Santé & Bien-être

Journée mondiale sans tabac 2019: 165 000 enfants meurent avant l’âge de 5 ans

Algérie – Quelque 165.000 enfants dans le monde, meurent avant l’âge de 5 ans à cause d’infections des voies respiratoires inférieures dues au tabagisme passif qui cause aussi une diminution de la croissance des poumons et de la fonction pulmonaire, alerte l’Organisation mondiale de la santé (OMS), à la veille de la célébration de la Journée mondiale sans tabac.

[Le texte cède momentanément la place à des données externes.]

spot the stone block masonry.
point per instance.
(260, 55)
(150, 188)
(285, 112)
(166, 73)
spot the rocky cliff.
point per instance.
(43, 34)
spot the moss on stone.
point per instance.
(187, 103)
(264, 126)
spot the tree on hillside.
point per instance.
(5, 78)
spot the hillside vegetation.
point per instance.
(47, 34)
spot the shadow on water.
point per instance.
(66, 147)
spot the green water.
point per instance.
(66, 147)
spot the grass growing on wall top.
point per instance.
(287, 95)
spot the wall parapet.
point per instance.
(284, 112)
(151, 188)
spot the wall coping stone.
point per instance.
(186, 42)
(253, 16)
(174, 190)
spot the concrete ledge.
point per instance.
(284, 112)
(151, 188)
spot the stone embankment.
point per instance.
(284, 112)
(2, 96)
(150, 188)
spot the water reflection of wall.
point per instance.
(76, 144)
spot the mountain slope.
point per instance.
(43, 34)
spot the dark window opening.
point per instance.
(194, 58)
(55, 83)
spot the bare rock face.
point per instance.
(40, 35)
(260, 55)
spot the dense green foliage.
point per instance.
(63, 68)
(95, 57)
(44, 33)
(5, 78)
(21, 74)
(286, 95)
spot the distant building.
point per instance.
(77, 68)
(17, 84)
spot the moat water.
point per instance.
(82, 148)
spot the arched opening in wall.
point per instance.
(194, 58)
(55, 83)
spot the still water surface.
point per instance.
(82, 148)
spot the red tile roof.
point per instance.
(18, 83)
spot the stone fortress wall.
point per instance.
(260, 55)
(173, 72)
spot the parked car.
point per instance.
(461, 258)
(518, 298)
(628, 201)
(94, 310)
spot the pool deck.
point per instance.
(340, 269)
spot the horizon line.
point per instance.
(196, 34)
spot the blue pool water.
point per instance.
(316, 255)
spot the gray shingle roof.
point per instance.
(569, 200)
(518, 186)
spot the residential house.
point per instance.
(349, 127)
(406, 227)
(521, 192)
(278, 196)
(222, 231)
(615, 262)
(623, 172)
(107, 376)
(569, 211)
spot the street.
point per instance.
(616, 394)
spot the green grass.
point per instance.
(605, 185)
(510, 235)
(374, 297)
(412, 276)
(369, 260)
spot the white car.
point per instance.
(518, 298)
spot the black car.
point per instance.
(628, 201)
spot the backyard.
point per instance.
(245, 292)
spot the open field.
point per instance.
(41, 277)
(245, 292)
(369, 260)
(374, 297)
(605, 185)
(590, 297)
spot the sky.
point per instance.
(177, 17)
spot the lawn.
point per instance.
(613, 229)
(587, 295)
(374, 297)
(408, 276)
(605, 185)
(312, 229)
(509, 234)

« Les parents et les autres membres de la communauté doivent prendre des mesures protégeant leur propre santé et celle de leurs enfants des effets nocifs du tabac », exhorte l’Organisation onusienne sur son Site officiel, à l’occasion de la « Journée mondiale sans tabac 2019 » qui sera célébrée vendredi dans le monde entier sous le thème « le tabac et la santé pulmonaire » qui sera axé sur les conséquences du tabagisme actif et passif dont les maladies respiratoires chroniques et le cancer du poumon.

L’abandon précoce du tabac « est le moyen le plus efficace » de ralentir la progression de ces maladies et d’atténuer les symptômes de l’asthme, a précisé l’OMS, soulignant que « le tabagisme actif et l’exposition à la fumée du tabac augmentent le risque de contracter de nombreuses maladies ».

En effet, plus des deux tiers des décès dus au cancer du poumon dans le monde, sont causés par ce type de tabagisme actif, alerte l’Organisation onusienne, tandis que le tabagisme passif, « augmente le risque de contracter un cancer du poumon en tant que non-fumeur ».

S’ajoutent à cette pathologie grave, les maladies respiratoires chroniques, à l’image de l’asthme et des maladies pulmonaires obstructives chroniques (broncho pneumopathie chronique obstructive, BPCO), notamment pour ceux qui commencent à fumer très jeunes.

« Le tabagisme est la principale cause de maladies pulmonaires obstructives chroniques, qui entraînent une toux douloureuse et des difficultés respiratoires angoissantes. Il intensifie également l’asthme, ce qui restreint l’activité et contribue à l’invalidité », ajoute l’OMS.

De plus, la fumée du tabac a des conséquences majeures pour les fumeurs comme les non-fumeurs, dont des enfants exposés involontairement au domicile ou sur le lieu de travail pour les adultes.

Ils courent plus de risques d’attraper fréquemment des infections des voies respiratoires basses et de voir apparaître ou s’aggraver de l’asthme, des pneumonies et des bronchites, sachant aussi, que les composants chimiques de la fumée de tabac peuvent même déclencher des infections tuberculeuses latentes.

Malgré des données convaincantes sur les effets nocifs du tabac pour les poumons, on continue de sous-estimer le potentiel de la lutte pour améliorer la santé pulmonaire.

En outre, la fumée du tabac est considérée entant qu’une « forme très dangereuse » de pollution à l’intérieur des habitations. Elle contient plus de 7000 produits chimiques, dont 69 sont connus pour être cancérogènes.

Dans la plupart des pays de la Région européenne de l’OMS, le cancer du poumon est le plus meurtrier des cancers. Quelque 430.000 personnes sont décédées de cet type de maladie grave dans la Région en 2018, et plus d’un demi-million de nouveaux cas ont été diagnostiqués durant la même année.

En plus, 3,6 % des décès enregistrés dans la Région en 2017, étaient dus à des maladies BPCO, selon les dernières statistiques disponibles.

Selon l’OMS, les pays devraient riposter à l’épidémie de tabagisme par l’application totale de la Convention-cadre de Organisation et l’adoption des mesures « MPOWER » au plus haut niveau possible.

Parmi ces mesures, on cite l’augmentation des taxes sur le tabac, la mise en œuvre de politiques antitabac, le soutien au sevrage tabagique, la sensibilisation par les médias, l’interdiction de toutes les formes de promotion.

« Pour atteindre la cible des objectifs de développement durable (ODD) afin de réduire d’un tiers, d’ici à 2030, le taux de mortalité prématurée due à des maladies non transmissibles, la lutte antitabac doit être une priorité pour les gouvernements et les communautés dans le monde entier », estime encore l’OMS.